Installation StandardsMany installers don't understand what problems can occur when improperly installing a door with a 12" radius...

Why does my door have a gap between the top section and the section below it? Is it because it knows it's a top section and it just wants to play with my mind? Probably not. But if the rest of the door sections don't have any gaps between them, more than likely it is not a manufacturing or rollforming problem.
Manufacturers are quick to point out that if none of the other sections have gaps, then more than likely the problem stems from the way the door was installed. Quite simply, unless you have a glass section or a bottom section, the remaining intermediate sections really don't know who gets to be the top section... only the installer knows that. Ultimately, the installer's decision to use one or the other sections really doesn't matter either.
So what causes the problem? The majority of the problem is created from the use and installation of 12" radius track Installers may not been properly trained or are unaware of the many nuances that are involved with installing 12"
radius track. As a result, gaps are introduced into the door at the top section.
How do I know the 12" radius track has been improperly installed? Raise the door and look at the top section in the open position; is the section kicked up and not in a straight line with the section behind it? When you raise the door, does the roller in the section following the top section run up against the flat portion of the track instead of in the
curved portion of the track (does the inside top of the trac have roller marks on it) as it travels out of the radius and into the horizontal? Put a
6ft level on the front of the door.
Are all the sections plumb with each other? Is the top section kicked in towards the garage? If the answer is yes to any one of these questions and you have a gap at the top section, it's because of the way the door was installed.

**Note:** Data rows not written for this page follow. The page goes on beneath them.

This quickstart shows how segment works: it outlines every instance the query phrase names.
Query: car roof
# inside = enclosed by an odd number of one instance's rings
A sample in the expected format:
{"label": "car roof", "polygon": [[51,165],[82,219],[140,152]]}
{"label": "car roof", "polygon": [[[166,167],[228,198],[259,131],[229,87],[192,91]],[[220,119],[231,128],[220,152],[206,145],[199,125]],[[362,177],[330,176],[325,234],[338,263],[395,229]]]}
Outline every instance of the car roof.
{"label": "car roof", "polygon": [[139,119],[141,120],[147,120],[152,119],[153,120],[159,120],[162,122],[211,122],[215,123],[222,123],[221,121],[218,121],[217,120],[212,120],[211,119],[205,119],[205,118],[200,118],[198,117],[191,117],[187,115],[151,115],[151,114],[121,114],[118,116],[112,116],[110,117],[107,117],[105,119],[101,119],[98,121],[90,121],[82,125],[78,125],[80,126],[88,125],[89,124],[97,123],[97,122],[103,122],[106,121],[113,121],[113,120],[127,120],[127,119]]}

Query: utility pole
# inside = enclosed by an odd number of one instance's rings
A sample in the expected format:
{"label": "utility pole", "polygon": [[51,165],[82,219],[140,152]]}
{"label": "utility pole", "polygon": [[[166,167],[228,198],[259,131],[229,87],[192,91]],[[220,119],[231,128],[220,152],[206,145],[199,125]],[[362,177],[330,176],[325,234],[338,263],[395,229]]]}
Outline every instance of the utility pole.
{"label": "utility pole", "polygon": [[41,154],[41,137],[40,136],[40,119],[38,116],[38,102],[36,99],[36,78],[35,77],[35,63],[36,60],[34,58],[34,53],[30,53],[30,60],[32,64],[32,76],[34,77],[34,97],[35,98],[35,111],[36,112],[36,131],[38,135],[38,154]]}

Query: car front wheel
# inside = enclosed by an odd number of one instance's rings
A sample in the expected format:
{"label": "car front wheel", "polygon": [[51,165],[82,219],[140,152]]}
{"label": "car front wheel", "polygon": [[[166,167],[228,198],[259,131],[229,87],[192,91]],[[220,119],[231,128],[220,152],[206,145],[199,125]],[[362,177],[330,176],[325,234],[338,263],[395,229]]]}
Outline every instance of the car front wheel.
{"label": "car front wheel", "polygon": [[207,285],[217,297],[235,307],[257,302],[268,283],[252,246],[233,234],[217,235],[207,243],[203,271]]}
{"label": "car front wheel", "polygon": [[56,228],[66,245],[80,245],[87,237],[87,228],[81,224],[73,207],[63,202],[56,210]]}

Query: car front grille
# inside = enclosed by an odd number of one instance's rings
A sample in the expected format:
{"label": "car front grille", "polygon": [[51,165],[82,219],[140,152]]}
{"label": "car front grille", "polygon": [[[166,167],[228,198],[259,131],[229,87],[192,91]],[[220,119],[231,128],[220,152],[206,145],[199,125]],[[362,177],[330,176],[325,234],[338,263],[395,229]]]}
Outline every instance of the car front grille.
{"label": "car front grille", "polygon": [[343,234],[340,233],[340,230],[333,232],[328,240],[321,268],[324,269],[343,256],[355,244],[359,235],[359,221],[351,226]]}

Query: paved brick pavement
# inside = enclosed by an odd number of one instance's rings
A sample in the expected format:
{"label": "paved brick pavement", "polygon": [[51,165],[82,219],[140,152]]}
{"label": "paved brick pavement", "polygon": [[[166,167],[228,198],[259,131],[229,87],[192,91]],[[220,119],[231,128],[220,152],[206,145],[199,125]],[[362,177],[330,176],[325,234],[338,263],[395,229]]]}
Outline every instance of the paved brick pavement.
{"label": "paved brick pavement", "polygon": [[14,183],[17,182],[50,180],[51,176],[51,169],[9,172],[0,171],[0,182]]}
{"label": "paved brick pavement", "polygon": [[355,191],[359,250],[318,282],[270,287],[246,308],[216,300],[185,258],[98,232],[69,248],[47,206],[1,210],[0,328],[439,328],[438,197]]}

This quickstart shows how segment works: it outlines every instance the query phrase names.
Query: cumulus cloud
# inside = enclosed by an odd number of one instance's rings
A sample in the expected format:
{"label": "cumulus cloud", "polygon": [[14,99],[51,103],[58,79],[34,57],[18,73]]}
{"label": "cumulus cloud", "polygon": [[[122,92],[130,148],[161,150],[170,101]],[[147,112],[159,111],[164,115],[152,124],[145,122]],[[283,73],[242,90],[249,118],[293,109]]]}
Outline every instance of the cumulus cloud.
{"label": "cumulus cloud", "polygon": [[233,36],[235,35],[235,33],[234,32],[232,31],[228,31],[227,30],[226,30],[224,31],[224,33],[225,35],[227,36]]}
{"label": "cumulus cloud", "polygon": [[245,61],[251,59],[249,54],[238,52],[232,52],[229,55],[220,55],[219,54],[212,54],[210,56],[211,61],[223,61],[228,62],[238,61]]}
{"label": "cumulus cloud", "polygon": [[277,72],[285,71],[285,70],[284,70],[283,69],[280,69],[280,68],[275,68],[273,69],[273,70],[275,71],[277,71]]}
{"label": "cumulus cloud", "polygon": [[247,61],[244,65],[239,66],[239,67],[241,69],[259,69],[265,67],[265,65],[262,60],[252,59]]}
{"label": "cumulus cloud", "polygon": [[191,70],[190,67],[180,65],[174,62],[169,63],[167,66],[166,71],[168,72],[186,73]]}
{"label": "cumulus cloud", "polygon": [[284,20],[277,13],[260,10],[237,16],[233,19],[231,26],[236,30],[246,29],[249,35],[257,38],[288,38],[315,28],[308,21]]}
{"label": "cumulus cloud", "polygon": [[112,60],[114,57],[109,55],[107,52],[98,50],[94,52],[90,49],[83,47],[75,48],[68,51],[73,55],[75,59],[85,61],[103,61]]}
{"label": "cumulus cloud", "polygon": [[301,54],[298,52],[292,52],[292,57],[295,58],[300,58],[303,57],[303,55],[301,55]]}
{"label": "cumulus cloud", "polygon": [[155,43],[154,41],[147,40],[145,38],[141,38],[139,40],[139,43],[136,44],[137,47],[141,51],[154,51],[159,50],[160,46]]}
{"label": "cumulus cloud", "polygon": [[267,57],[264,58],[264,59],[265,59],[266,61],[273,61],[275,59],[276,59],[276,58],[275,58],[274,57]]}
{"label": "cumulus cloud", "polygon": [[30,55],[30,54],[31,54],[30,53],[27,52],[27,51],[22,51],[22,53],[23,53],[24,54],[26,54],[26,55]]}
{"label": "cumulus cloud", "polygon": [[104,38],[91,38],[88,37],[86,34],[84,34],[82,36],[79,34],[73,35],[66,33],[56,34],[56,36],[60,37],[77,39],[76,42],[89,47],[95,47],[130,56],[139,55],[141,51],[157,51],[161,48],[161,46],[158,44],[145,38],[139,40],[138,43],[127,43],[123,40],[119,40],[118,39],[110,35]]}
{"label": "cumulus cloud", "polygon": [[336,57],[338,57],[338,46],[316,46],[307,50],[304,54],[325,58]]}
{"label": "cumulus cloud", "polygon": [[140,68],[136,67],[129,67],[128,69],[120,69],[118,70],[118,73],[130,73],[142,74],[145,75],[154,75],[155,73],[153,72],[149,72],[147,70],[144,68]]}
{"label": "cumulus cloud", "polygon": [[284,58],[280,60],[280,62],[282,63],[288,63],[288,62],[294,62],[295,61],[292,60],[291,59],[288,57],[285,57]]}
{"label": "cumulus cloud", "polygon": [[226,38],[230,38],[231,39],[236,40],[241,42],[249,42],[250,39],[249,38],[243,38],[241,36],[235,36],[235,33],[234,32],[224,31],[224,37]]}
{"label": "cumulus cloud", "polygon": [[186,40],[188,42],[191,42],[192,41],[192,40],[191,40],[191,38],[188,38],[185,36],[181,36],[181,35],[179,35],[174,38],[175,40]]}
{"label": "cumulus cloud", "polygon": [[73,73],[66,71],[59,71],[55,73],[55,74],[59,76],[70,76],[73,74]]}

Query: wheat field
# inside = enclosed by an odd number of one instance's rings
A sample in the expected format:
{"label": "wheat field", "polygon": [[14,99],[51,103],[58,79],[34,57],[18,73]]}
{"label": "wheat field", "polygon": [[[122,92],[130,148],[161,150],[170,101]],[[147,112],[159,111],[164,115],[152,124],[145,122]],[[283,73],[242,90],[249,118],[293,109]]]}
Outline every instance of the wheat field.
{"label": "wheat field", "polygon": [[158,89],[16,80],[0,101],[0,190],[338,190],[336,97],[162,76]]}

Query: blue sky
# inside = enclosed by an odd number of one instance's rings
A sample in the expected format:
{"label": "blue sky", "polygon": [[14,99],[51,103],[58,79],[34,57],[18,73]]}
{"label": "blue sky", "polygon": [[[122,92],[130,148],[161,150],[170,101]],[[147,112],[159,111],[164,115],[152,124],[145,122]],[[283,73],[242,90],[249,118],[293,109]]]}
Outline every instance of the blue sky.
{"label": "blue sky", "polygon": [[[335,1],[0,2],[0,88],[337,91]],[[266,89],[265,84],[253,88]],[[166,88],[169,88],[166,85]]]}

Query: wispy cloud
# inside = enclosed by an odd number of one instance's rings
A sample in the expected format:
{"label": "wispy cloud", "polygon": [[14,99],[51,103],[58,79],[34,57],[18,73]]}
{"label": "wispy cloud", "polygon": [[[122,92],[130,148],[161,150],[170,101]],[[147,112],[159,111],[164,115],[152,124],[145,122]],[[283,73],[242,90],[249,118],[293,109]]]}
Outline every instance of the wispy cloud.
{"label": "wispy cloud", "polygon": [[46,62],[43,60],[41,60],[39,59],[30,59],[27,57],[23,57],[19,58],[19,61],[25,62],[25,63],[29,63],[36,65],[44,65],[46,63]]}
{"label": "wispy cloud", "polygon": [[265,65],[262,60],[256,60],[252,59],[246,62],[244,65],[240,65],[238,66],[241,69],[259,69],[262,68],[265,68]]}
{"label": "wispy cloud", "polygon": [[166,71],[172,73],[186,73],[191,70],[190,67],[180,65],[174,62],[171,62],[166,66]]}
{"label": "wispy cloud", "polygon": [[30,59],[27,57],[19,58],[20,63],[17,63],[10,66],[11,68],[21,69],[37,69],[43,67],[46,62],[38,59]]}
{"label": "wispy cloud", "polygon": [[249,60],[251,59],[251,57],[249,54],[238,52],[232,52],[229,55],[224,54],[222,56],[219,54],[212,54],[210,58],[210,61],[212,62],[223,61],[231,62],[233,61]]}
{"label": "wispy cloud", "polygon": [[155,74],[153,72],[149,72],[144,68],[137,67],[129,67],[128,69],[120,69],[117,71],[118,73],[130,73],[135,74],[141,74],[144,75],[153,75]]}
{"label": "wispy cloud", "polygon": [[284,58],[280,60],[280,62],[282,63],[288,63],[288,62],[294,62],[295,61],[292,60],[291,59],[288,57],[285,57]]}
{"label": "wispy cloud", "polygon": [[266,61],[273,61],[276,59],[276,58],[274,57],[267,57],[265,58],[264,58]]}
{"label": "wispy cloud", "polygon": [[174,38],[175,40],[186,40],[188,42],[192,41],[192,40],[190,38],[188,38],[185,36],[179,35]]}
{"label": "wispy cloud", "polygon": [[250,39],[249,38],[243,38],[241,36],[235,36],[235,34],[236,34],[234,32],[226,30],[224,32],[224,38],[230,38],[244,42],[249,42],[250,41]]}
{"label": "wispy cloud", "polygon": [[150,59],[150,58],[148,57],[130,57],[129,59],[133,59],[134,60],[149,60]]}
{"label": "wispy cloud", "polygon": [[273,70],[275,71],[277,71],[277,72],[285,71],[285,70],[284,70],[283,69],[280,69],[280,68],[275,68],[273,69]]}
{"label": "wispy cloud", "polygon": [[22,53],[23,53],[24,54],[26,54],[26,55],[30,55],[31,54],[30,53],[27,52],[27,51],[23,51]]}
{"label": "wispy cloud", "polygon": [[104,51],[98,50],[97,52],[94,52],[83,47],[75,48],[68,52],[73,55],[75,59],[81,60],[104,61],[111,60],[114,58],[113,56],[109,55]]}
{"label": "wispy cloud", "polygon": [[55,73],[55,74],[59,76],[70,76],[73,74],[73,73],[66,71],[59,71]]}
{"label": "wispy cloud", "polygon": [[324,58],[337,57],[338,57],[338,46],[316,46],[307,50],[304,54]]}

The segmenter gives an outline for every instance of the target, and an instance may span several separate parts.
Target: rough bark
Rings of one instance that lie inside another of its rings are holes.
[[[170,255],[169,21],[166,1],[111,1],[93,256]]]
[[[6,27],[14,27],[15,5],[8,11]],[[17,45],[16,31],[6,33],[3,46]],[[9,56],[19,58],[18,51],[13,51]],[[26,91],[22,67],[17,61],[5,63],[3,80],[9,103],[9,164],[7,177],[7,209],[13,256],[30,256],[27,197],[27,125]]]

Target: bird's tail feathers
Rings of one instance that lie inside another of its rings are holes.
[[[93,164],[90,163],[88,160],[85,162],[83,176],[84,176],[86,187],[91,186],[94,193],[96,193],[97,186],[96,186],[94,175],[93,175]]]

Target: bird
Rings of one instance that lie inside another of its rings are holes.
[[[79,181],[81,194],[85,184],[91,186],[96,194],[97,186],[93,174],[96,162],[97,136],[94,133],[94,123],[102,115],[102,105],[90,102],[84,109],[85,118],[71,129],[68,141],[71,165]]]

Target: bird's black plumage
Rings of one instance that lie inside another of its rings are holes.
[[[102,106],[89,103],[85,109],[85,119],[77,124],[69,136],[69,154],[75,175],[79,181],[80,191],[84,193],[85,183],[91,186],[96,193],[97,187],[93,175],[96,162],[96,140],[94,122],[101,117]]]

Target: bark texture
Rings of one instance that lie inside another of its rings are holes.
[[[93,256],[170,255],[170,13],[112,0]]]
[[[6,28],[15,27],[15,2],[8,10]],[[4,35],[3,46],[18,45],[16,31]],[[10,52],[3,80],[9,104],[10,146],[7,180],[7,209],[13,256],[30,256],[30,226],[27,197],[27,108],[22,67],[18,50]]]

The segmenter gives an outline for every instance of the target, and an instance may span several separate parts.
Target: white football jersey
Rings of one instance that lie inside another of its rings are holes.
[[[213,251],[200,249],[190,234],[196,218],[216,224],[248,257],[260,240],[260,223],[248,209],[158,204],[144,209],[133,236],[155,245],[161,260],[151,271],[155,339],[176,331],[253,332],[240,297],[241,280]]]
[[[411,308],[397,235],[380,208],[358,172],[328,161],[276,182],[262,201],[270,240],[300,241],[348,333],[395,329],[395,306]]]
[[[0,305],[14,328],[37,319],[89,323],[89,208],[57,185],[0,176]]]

How do I fix the problem? Install 15" radius track instead of using 12" radius track. You can cut up to two inches off of a 15" radius track and install it in the same amount of headroom as a 12" radius track without the gapping problem. On a door that has already been installed with 12" radius track, try raising the track 1½" - 1¾", if there is headroom to do so. Reset the top fixtures so the top section is up against the header plumb with the other sections and parallel with the section behind it when it is in the open position. Make sure the flag bracket is set correctly and that the graduation is correct.
Keep in mind that once you have operated a pan door with 12" radius track that has not been properly installed you will have induced a gap into the section. This has occurred because the sections have bent back against themselves while in the horizontal position. Once the door is closed and the sections straighten out, the gap will become present. Upon completing the track and top fixture repairs, the section will need to be straightened or tweaked back to its original position before the gap can be totally removed. Twisting the section or slamming the top section are two procedures that work well in straightening a section. Summary: Use 15" radius. It works smoother and the door will last longer... and it's far less forgiving than 12" radius.